About the Role:
We are seeking an experienced Privileged Access Management (PAM) Engineer to join CrowdStrike's Identity and Access Management team. This role will focus on implementing, maintaining, and optimizing our PAM infrastructure, primarily working with Delinea Secret Server and 1Password Enterprise. The position is crucial in protecting our organization's most sensitive credentials and ensuring secure privileged access across our global infrastructure.
What You'll Do:
PAM Platform Management-
Design, implement, and maintain Delinea Secret Server infrastructure
Manage and optimize 1Password Enterprise deployment for secure credential management
Develop and maintain PAM policies and procedures
Configure and maintain privileged session monitoring and recording
Implement automated password rotation and credential management workflows
System Integration-
Integrate PAM solutions with existing infrastructure (Active Directory, Azure AD)

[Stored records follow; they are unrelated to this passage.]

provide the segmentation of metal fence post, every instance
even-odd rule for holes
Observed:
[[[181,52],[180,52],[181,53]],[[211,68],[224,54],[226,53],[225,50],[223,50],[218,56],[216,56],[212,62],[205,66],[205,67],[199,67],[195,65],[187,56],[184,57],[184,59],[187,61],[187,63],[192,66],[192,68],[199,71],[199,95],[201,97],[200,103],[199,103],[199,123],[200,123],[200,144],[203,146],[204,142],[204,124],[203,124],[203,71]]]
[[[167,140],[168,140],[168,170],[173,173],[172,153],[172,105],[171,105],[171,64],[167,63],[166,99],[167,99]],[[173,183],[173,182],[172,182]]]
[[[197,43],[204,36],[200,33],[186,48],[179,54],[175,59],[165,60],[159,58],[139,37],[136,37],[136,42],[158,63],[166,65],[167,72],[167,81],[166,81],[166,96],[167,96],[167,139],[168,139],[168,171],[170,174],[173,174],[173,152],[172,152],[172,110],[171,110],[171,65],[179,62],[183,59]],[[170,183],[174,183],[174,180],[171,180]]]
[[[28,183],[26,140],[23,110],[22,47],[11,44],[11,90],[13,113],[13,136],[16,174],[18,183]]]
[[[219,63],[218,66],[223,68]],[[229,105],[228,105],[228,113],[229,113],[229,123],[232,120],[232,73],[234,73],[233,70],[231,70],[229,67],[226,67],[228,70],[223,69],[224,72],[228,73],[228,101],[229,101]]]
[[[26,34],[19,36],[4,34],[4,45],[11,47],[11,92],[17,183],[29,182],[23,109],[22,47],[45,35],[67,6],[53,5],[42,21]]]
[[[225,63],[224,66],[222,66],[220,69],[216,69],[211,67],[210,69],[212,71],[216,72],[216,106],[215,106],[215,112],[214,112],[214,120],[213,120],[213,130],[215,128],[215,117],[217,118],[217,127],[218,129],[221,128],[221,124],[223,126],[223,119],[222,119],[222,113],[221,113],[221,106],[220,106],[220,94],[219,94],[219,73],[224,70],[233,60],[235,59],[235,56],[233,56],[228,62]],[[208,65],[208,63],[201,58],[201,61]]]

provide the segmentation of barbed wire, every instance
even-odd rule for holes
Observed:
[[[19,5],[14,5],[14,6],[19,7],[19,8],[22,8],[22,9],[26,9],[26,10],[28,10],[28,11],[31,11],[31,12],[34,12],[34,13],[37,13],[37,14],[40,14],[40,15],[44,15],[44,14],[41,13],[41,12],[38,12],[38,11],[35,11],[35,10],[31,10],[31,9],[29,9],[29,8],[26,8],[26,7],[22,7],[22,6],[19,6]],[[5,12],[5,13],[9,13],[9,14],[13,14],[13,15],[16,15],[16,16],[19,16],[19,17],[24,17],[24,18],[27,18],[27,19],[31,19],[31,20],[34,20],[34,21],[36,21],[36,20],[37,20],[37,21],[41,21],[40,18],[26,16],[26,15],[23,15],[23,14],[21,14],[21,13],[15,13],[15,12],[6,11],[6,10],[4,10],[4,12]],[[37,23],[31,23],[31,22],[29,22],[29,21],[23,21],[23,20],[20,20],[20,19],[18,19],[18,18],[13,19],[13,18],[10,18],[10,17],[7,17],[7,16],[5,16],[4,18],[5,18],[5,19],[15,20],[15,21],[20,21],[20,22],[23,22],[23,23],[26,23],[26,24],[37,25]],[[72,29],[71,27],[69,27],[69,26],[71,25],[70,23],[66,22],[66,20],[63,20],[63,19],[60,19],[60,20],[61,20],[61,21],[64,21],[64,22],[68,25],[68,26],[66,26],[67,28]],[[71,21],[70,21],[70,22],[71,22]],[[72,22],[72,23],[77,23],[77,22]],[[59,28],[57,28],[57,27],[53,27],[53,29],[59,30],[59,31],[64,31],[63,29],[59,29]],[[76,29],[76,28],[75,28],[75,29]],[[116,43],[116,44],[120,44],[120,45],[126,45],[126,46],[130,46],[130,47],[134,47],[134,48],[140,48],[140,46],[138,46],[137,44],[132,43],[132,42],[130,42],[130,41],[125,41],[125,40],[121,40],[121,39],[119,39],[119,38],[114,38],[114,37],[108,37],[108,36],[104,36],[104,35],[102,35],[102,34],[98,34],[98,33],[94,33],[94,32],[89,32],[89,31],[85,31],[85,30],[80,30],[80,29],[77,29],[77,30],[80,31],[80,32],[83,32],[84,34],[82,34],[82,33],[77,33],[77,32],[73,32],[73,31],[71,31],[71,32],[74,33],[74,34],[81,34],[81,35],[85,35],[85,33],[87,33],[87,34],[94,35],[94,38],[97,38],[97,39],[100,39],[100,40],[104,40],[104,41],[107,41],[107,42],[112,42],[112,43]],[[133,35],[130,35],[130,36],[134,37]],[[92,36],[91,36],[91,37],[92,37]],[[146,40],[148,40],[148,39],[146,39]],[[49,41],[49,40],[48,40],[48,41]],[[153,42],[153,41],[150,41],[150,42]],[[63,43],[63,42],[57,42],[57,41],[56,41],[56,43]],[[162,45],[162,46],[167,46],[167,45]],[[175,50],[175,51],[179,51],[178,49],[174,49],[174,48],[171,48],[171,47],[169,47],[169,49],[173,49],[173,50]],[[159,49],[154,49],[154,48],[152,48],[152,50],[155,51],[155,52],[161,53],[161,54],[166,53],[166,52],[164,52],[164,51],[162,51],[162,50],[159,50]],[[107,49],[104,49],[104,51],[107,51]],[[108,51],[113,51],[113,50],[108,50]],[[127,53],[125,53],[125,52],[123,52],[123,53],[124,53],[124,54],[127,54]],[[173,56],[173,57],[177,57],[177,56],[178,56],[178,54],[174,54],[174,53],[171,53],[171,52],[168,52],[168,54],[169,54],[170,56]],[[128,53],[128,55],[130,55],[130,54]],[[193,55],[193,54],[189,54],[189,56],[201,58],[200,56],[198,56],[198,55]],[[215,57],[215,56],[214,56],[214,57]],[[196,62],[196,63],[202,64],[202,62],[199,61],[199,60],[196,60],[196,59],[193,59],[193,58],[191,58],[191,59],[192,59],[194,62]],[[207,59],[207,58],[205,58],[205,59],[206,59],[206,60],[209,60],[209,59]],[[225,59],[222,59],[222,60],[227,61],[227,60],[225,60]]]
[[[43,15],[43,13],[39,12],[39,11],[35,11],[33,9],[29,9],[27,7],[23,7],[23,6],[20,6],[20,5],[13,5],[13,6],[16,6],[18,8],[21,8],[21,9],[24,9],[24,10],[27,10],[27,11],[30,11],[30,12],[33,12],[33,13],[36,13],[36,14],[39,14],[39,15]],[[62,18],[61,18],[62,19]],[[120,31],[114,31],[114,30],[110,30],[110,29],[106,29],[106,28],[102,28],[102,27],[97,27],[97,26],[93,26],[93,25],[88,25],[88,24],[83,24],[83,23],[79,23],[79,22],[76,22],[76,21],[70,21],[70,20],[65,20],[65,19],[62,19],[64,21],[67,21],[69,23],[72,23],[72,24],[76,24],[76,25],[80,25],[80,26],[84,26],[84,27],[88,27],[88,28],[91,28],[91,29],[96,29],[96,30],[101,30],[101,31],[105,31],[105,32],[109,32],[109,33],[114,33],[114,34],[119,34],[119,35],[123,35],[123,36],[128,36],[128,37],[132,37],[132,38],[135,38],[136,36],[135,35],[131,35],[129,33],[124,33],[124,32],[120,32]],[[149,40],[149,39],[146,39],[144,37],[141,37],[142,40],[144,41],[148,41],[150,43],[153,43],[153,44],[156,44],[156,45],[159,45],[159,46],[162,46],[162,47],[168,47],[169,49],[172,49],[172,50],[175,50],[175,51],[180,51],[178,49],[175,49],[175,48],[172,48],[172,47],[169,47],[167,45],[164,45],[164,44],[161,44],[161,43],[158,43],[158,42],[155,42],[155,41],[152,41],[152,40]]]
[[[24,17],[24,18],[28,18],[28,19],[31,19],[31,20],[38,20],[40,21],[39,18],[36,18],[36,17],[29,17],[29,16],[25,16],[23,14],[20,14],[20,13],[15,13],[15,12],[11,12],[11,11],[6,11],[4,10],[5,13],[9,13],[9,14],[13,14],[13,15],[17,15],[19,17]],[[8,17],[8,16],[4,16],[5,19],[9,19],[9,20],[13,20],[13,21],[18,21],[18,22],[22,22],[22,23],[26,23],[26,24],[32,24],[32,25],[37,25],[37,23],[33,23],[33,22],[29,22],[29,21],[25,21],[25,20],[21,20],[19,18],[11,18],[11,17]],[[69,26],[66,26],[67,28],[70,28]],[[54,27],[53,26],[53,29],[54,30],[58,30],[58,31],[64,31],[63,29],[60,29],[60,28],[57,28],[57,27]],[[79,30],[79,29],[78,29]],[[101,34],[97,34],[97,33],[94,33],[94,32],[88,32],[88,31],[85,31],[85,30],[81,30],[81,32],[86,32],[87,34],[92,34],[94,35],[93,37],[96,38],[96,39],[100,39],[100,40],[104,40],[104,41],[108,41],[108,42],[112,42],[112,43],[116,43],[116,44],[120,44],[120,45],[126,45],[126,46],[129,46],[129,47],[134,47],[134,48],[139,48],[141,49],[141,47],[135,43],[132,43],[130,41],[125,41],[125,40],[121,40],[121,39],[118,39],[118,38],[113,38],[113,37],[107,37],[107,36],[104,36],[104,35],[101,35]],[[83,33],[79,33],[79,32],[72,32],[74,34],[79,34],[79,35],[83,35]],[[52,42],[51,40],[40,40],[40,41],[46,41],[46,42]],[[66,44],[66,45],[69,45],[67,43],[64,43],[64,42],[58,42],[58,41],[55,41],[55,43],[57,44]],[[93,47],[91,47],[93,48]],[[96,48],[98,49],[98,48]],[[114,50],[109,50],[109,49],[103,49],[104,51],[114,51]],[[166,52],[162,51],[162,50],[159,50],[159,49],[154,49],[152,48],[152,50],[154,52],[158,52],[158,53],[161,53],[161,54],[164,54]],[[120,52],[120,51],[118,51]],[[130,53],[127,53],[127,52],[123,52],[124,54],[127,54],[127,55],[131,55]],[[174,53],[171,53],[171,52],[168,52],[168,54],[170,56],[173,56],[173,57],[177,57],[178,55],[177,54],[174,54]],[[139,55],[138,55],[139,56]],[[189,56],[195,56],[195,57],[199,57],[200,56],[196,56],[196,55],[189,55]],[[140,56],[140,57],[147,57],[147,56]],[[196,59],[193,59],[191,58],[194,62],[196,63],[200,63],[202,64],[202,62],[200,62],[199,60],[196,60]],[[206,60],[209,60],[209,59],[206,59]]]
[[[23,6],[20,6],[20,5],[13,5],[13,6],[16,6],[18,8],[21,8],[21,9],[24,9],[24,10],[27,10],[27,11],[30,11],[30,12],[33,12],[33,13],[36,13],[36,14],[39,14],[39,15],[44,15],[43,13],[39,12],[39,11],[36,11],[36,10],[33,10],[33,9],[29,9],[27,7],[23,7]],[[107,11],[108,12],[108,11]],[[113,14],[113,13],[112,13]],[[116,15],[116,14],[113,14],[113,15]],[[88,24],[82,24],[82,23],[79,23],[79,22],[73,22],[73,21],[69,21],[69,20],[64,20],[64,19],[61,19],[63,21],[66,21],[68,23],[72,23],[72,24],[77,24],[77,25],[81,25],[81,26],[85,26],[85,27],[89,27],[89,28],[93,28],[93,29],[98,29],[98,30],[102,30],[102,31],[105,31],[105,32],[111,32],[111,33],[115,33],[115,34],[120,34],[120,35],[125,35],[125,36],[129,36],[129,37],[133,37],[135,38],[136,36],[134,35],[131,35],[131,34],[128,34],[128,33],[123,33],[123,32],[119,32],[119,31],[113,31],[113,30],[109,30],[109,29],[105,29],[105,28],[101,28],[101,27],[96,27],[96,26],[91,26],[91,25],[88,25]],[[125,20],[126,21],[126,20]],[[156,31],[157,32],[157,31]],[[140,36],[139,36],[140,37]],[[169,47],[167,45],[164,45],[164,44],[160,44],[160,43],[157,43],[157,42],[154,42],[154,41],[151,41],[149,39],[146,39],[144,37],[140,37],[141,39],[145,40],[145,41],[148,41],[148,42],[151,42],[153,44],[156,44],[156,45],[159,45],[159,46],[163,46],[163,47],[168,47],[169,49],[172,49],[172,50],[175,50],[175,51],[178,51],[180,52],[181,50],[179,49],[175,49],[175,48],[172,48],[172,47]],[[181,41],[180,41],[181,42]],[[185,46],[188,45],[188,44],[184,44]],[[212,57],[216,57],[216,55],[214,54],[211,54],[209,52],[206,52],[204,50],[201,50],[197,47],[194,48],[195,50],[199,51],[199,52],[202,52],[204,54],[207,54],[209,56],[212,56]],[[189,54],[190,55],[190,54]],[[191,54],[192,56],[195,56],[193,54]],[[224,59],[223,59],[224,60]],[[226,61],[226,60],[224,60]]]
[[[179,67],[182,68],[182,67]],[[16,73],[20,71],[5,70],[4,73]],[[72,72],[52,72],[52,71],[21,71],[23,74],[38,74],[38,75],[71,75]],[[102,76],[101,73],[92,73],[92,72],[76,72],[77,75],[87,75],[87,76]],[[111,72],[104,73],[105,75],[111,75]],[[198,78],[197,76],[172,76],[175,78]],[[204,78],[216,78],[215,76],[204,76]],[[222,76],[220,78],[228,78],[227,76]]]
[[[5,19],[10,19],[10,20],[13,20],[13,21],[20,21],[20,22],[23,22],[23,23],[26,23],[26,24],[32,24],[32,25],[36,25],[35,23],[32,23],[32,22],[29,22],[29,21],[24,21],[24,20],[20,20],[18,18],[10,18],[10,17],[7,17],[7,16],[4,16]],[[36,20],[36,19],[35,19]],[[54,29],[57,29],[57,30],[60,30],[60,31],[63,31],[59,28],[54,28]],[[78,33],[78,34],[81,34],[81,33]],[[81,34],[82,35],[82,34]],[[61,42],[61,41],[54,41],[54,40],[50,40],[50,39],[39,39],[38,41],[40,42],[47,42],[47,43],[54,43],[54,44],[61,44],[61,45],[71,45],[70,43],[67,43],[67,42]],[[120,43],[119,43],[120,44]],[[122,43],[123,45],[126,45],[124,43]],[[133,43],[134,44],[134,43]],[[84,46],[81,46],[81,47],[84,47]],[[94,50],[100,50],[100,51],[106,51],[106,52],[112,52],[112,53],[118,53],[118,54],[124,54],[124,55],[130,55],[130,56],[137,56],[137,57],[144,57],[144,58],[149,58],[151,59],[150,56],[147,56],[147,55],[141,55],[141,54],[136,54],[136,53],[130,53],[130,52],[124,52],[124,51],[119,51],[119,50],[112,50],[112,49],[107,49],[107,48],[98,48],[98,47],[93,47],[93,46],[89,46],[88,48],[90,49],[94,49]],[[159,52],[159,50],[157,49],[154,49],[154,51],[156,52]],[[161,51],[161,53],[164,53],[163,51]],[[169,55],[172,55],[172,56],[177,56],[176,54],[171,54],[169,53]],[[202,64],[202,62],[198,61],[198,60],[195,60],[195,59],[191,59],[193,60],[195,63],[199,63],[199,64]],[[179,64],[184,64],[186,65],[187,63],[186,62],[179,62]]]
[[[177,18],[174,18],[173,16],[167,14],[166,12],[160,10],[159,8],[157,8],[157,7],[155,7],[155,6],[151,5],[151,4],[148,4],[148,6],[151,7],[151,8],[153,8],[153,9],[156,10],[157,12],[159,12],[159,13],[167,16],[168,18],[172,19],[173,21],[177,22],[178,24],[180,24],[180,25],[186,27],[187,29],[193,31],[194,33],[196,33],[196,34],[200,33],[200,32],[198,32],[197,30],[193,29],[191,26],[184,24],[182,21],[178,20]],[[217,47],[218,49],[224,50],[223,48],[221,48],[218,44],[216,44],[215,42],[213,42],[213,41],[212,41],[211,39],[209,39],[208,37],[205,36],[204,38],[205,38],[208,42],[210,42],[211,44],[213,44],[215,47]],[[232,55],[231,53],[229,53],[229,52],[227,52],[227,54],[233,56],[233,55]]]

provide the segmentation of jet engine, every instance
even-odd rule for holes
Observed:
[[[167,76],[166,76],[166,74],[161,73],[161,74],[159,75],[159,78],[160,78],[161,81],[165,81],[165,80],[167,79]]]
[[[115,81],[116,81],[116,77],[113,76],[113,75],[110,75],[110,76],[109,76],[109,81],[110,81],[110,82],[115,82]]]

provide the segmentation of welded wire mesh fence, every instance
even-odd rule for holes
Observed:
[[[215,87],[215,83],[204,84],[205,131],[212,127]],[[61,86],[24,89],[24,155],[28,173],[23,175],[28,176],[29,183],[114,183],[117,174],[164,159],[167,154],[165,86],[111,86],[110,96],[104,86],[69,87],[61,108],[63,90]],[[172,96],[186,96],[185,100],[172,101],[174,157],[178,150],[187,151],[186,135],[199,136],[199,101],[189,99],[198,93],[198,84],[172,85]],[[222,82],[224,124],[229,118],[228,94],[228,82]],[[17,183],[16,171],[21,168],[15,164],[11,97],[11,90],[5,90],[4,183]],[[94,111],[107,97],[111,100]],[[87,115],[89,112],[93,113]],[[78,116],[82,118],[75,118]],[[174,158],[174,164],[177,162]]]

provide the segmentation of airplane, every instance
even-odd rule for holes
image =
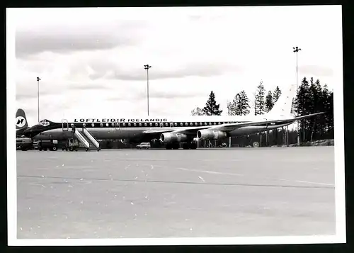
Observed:
[[[294,117],[292,114],[296,86],[291,85],[267,113],[258,116],[193,116],[188,117],[81,118],[61,122],[47,119],[24,130],[34,140],[79,140],[86,147],[100,150],[97,139],[120,139],[122,142],[141,143],[159,139],[167,150],[197,148],[196,140],[212,140],[243,136],[273,130],[296,120],[324,113]]]
[[[30,150],[33,147],[33,140],[25,137],[23,134],[23,132],[29,128],[25,111],[23,109],[18,109],[16,117],[16,150]]]

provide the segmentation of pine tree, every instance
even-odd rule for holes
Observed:
[[[275,104],[275,103],[278,101],[278,99],[282,94],[282,91],[279,88],[279,86],[277,86],[275,88],[275,90],[273,93],[273,106]]]
[[[272,91],[269,91],[268,92],[267,96],[266,97],[266,111],[269,112],[270,110],[272,110],[273,106],[274,105],[273,103],[273,101],[274,99],[273,99],[273,94]]]
[[[202,111],[205,115],[221,115],[222,110],[219,109],[220,104],[217,104],[215,101],[215,94],[214,91],[211,91],[209,95],[209,99],[205,103],[205,106],[202,108]]]
[[[240,94],[236,94],[232,102],[227,104],[227,113],[229,116],[242,115],[240,110]]]
[[[264,101],[265,89],[263,81],[257,86],[255,101],[255,115],[263,114],[266,109],[266,103]]]
[[[245,91],[242,91],[239,94],[239,110],[240,115],[249,115],[250,113],[249,100]],[[238,107],[239,108],[239,107]]]
[[[192,116],[201,116],[201,115],[205,115],[204,112],[202,111],[202,109],[201,108],[197,107],[196,108],[193,109],[191,112],[190,114]]]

Configure API integrations for automated secret management
Implement DevOps secrets management workflows
Deploy and maintain PAM agents and connectors
Design and implement disaster recovery solutions for PAM infrastructure
Operational Support-
Manage privileged account lifecycle processes
Troubleshoot PAM-related issues and incidents
Provide technical guidance for PAM implementations
Maintain system documentation and runbooks
Participate in 24/7 on-call rotation
Security and Compliance-
Implement PAM security controls and best practices
Support audit requirements and compliance initiatives
Monitor privileged access usage and anomalies (SIEM/LogScale)
Conduct regular access reviews for privileged accounts
Maintain audit trails for privileged access activities
What You'll Need:
5+ years of experience in IAM/PAM operations
3+ years hands-on experience with Delinea Secret Server
2+ years experience with enterprise password managers (1Password preferred)
2+ years experience with Veza or similar application
Strong understanding of privileged access security concepts and best practices
Experience with Active Directory and Azure AD
Scripting skills (PowerShell, Python, Bash)
Knowledge of REST APIs and automation frameworks
Excellent problem-solving and communication skills
Bonus Points:
Experience with cloud platforms (AWS, Azure, GCP)
Security certifications (CISSP, CIAM, Security+)
Full-stack Python/Golang development experience
Experience with SIEM/Log Analysis tools (LogScale, Splunk)
Knowledge of Graph relationship databases (Neo4j)
Familiarity with Veza, SailPoint IdentityNow
Experience with federal sector requirements
Microsoft Azure certifications
Experience with Atlassian stack (Jira & Confluence)
This role offers the opportunity to work with cutting-edge identity and access management technologies while contributing to CrowdStrike's mission of stopping breaches through innovative security solutions.